News
Article
Author(s):
Experimental AI technology outperforms doctors in taking medical histories, diagnosing conditions
Could a chatbot take medical histories and diagnose conditions better than a doctor? Results of a recent study raise that tantalizing possibility.
Researchers at Google and its subsidiary Google DeepMind conducted a test using Articulate Medical Intelligence Explorer (AMIE), an experimental medical chatbot developed by Google. Based on a large language model, AMIE was designed for taking medical histories and diagnosing conditions while emphasizing management reasoning, communication skills and empathy.
The experiment consisted of a blinded study in which AMIE and board-certified primary care physicians (PCPs) engaged in text message-based consultations with patient actors involving 149 different health care scenarios. Specialist physicians and the actors then compared results of the AMIE and physician consultations using a framework for evaluating clinically-meaningful axes of performance that included history-taking, diagnostic accuracy, management reasoning, communication skills, and empathy.
In the results, which were published in a paper on the website arXiv.org, AMIE demonstrated greater diagnostic accuracy and superior performance on 28 of the 32 axes evaluated by the specialist physicians, and 24 of the 26 axes used by the evaluating patient actors.

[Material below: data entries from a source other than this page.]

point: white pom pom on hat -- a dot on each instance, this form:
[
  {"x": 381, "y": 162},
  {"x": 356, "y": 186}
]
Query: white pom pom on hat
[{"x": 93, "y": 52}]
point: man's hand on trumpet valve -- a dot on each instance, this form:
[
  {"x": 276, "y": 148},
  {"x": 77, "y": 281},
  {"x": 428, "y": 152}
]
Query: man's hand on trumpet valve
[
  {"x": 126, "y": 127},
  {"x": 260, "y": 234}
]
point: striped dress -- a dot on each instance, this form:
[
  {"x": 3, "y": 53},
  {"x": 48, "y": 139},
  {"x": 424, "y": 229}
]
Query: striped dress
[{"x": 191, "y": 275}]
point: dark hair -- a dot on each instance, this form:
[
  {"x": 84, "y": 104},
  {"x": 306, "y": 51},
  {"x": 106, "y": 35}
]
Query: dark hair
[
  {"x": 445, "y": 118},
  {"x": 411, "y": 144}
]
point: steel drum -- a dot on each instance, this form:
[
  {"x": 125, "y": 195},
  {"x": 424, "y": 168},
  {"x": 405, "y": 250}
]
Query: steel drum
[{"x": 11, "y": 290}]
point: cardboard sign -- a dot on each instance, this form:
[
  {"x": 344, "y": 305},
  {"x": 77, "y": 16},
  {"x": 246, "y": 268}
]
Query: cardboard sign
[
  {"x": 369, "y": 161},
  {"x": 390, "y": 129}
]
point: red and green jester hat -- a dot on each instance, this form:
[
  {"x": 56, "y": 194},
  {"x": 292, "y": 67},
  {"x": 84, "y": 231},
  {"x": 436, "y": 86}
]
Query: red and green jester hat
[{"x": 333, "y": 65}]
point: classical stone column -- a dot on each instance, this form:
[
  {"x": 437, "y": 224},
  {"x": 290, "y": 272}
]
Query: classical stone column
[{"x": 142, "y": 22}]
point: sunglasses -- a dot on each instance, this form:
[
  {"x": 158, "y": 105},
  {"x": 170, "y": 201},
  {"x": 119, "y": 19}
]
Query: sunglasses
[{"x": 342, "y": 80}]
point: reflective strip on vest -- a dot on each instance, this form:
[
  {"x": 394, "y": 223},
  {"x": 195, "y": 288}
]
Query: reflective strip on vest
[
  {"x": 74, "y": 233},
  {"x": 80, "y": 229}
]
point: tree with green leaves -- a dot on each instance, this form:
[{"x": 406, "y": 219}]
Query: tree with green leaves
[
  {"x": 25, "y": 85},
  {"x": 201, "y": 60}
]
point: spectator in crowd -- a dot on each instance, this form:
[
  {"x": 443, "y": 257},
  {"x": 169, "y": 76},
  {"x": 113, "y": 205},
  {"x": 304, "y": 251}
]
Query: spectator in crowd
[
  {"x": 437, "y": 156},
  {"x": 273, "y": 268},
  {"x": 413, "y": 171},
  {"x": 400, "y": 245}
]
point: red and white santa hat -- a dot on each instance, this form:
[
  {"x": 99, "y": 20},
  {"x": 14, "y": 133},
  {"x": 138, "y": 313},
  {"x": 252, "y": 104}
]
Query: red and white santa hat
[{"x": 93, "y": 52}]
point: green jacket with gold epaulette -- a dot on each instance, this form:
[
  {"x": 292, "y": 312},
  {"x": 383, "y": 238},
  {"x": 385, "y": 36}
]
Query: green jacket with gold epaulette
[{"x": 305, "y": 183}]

The authors note that an important differentiator lay in AMIE’s lengthy and detailed responses, suggesting that more time was spent preparing the response. That would be consistent with previous findings that patient satisfaction increases with time spent with their physician, they say.
The authors emphasize that their findings have important limitations, such as conducting the consultations via text messaging a method “which permits large-scale LLM-patient interactions but is not representative of usual clinical practice,” they note. And “while further research is required before AMIE could be translated to real-world settings, the results represent a milestone towards conversational diagnostic AI,” they conclude.